Roland Parker: I know it’s mid-afternoon. You guys have been here a while. All this technology jargon, does it make sense? So I’m going to try and just try and wrap it up. And what affects your industry specifically and what you should be looking for. Very quick introduction. We’re going to do the introduction. Go to our team. And then the top six things that you should really be looking at for CPA firms. One do you guys all know about Compliancy and how it impacts you so that if you were to get compromised and your customer’s data was exposed, then as CPAs, you could be held liable. So those were the FTC regulations that came out of June. So you should be aware of them. And you should be making sure that you yourselves and your firms are compliant while CPA targets, while the big targets are hackers, obviously, holding your data to ransom peoples, you’ve got everybody’s personal identifiable information. Why transfer fraud using your emails to scam customers? If they compromised your email, they could get all of your customers emails. They can infect your machine for a virus and then offer to clean it up, which you should never do because they’re going to be the bad guys. And then your business is going to be held liable if your customer’s information is exposed.


Roland Parker: So then now making sure that CPAs take extra effort to protect your company, that this is part of our team. And as we’ve seen in a lot of the other sites, cybercrime is rocking. So we know it’s in the billions of dollars. There’s big incentive for people to go after the data. So there’s six things that you want to really look at your access control, encryption, multi-factor authentication, information disposal. You can’t just get rid of your computer monitoring activity and having a reliable security. Those six factors are the things that if you don’t do it, not only could you lose access to your information, but you’re also going to be held liable. So those are the FTC regulations to send somebody in your company who’s got to be designated to supervise your information security. You’ve got to conduct a risk assessment, design and implement safeguards, have your system monitored staff training, monitor your service providers, keep your information security camera and create a written incident response plan. Most people haven’t even started doing an incident response plan. And that’s what both OSHA and the FBI were saying. Have that written down and make sure that you know what to do should a disaster, should a ransomware attack.
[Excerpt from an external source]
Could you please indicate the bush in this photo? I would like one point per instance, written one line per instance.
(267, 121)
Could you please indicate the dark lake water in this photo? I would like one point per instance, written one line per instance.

Roland Parker: And they also say that a qualified individual should be able to report that to your directors. So security and backups big thing we’ve seen. So your environment and it becomes more difficult as people now work from home. But typically you would have a firewall followed by a zero trust program, then a next gen antivirus. I’m going to cover that in a bit more information and an email phishing defense program. Why is it so important? Well, number one way that people are getting hacked business email compromise. If you don’t have security system around your email, that’s the number one way that you’re going to be hit. And the chances are if you’ve got no way of being alerted when somebody in your email system, the chances are the bad guys are sitting there and they could be just sitting and lurking. Whether you’re a one man band, whether you’re a 2000 person organization, all they’re looking for is somebody to respond to a text, to click on a link, and next minute they’re in your email and they just sitting and lurking. Performing a pen test. So if you’ve got a bigger organization, you should have a pen test to ensure that your company’s network is secure.


Speaker5: Interesting question. There are companies that allow employees to to use their email address for personal things. And you know, I think that’s just a bad thing too, you know.


Roland Parker: Yeah. So you can have. You shouldn’t be. What’s even worse is when companies say you can use your company email on your home computer.


Speaker6: Some companies.


Speaker5: Let people do.


Speaker3: That.


Roland Parker: So they say you’ve got a personal device, you’ve got a cell phone, you’ve got a laptop. Well, just respond to emails on your on your personal device. But that personal device is no security.


Speaker5: That’s that’s right. Because I was just talking to my daughter. She got a new job and I said, are they going to send you a phone? And she said, no, I’m going to just use my personal phone.


Roland Parker: So that’s a problem.


Speaker3: That’s a problem.


Roland Parker: That’s a personal device with zero security and there’s no way of tracking. And then you click on it, it takes that exposes your email password. And the guys have got your email address and they’re in your system. And forcing password changes. We’ve heard everybody talking about that. And they should be changed regularly. And they should be complex. More long than necessary, just complex, but longer. Having regularly employee training. We went to a cyber security conference with Robert Hertzberg from Shark Tech. We went to see multi-billion dollar cyber security company. Number one, weakness is always the employee. So if you’re not doing employee training, that’s the number one way of people getting hacked. Look at MGM. I mean, they they basically took somebody’s LinkedIn profile and used that to chat to somebody. And it gave them the password to get into the system. Millions of dollars plus reputation. Having your secure backups offsite and local and the ability to spin up a lot of backups are just backups of data. And that’s what we’re talking about. Can you how quickly can you restore if it’s just the data? Now you’ve got to reinstall your operating system, your programs. You could be down for days or a week instead of being back up and running.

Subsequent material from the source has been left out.